There was a 'Migrate' button on the GCP project settings page, but when I actually clicked it, I found that I couldn't migrate the project. Even after checking Google's official documentation, the project migration procedure was complicated and contained inaccurate information. In the end, I found that both the new owner and the project owner had to create paid Google Workspace accounts and go through a complicated migration process. The same problem occurred with documents and notes stored in Google Drive.
In the end, the new owners decided that the formal migration process was too cumbersome and decided to export what they could and delete the rest. From this experience, Lynch emphasizes that we should further reduce our reliance on Google, both personally and professionally.
Lynch said that one thing that surprised him about selling a company was the amount of work involved in due diligence. He had to submit bank statements and create various reports while protecting customer data, and it was a stressful task with no room for error.
He was also surprised to learn that all expenditures are effectively quadrupled in the preparation stage for the sale. For example, if a similar company has annual profits of $100,000 and is sold for three times the annual profit, the sale price of the company will be about $300,000. If you pay employee bonuses totaling $10,000, the annual profit will fall to $90,000 and the company value will fall to $270,000.
And there were important learnings around non-compete clauses and limitations of liability, Lynch said.
Unlike regular employment contracts, courts tend to be stricter in non-compete clauses in contracts for the sale of a company because the seller is considered to have sufficient negotiating power and awareness of the contract contents. Therefore, Lynch carefully reviewed the contract with his lawyer and limited the scope of the non-compete to a specific field and did not extend to software or technology in general.

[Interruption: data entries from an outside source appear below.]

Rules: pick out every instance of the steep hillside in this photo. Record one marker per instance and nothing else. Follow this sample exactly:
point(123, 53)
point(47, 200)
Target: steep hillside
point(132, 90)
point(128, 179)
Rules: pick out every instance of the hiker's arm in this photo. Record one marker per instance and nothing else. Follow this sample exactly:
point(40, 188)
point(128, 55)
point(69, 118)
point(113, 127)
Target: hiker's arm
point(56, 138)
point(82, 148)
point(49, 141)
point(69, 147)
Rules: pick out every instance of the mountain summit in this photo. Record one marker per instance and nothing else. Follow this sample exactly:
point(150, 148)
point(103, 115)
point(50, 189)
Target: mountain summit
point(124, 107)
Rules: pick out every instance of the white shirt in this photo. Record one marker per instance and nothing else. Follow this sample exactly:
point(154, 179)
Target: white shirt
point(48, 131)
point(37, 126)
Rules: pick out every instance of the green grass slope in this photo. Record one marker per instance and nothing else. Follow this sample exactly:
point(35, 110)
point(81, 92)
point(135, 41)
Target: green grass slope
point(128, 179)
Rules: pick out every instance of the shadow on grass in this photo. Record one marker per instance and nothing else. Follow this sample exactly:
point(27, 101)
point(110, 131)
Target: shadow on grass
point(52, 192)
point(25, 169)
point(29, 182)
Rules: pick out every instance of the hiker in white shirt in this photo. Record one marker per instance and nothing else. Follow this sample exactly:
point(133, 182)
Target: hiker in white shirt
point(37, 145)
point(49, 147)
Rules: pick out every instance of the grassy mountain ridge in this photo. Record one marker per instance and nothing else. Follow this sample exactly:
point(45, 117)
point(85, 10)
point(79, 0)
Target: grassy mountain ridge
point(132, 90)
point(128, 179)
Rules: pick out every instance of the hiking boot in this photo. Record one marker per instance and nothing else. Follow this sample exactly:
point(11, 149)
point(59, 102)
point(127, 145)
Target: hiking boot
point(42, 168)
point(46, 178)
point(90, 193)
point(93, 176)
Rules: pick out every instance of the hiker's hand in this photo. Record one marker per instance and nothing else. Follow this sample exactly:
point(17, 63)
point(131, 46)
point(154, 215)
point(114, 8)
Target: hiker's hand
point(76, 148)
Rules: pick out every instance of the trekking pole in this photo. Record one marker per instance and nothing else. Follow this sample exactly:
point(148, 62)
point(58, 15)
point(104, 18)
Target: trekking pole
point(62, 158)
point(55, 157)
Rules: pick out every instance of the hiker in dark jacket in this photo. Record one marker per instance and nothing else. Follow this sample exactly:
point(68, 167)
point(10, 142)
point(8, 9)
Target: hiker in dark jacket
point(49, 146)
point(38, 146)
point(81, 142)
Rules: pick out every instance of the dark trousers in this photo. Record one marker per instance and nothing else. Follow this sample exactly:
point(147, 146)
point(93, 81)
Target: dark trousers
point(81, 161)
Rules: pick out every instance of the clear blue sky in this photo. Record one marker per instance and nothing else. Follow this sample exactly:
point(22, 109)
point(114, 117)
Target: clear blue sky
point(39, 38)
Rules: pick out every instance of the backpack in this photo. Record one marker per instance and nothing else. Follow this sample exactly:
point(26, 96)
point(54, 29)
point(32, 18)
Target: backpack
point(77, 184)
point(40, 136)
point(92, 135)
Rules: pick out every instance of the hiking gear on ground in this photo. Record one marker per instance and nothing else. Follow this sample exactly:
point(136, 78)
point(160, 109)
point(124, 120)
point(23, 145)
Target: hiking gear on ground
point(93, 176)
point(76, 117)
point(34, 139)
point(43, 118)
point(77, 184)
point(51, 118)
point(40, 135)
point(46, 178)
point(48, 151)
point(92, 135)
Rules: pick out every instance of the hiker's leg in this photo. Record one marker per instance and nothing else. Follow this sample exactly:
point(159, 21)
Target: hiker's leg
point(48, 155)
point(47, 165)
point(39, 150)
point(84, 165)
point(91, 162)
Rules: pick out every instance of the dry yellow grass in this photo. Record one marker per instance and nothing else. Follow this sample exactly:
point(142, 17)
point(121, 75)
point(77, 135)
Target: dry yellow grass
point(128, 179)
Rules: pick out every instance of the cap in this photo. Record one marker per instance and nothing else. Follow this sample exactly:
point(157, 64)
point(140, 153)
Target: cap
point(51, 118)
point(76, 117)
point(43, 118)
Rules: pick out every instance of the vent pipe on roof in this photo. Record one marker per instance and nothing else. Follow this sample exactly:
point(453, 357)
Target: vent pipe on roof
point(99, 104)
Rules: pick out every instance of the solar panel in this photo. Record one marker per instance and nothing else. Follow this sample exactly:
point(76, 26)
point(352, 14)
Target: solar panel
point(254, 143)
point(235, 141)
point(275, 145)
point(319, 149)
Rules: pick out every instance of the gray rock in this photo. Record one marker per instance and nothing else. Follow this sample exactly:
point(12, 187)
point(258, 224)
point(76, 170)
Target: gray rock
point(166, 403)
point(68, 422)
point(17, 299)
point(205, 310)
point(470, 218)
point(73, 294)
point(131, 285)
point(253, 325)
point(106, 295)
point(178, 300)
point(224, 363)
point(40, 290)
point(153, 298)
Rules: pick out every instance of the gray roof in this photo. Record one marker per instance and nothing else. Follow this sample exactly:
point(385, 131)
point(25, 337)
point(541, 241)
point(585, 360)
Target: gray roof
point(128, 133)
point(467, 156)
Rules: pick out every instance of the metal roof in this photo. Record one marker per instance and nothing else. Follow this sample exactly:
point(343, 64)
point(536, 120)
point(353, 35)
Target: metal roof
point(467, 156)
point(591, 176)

Also, when it comes to liability limitations, typically when you operate a business as an LLC, your losses are limited to the value of the business. But when you sell your business, you lose this limited liability protection, and unless you put in place appropriate limitations, you could be sued by the buyer for more than the sale price. In Lynch's case, the buyer's lawyer initially wanted no liability cap, but after Lynch's lawyer strongly opposed it, they agreed to a cap of the sale price.
Lynch said, 'I hope that by sharing my experience, other founders can benefit from the limited information available on selling small businesses,' and introduced various books and podcasts that helped him. He also said that conversations with other founders were very beneficial, and even if he didn't know them personally, he had the opportunity to talk to people who had sold companies through friends, which he said gave him a lot of practical insight.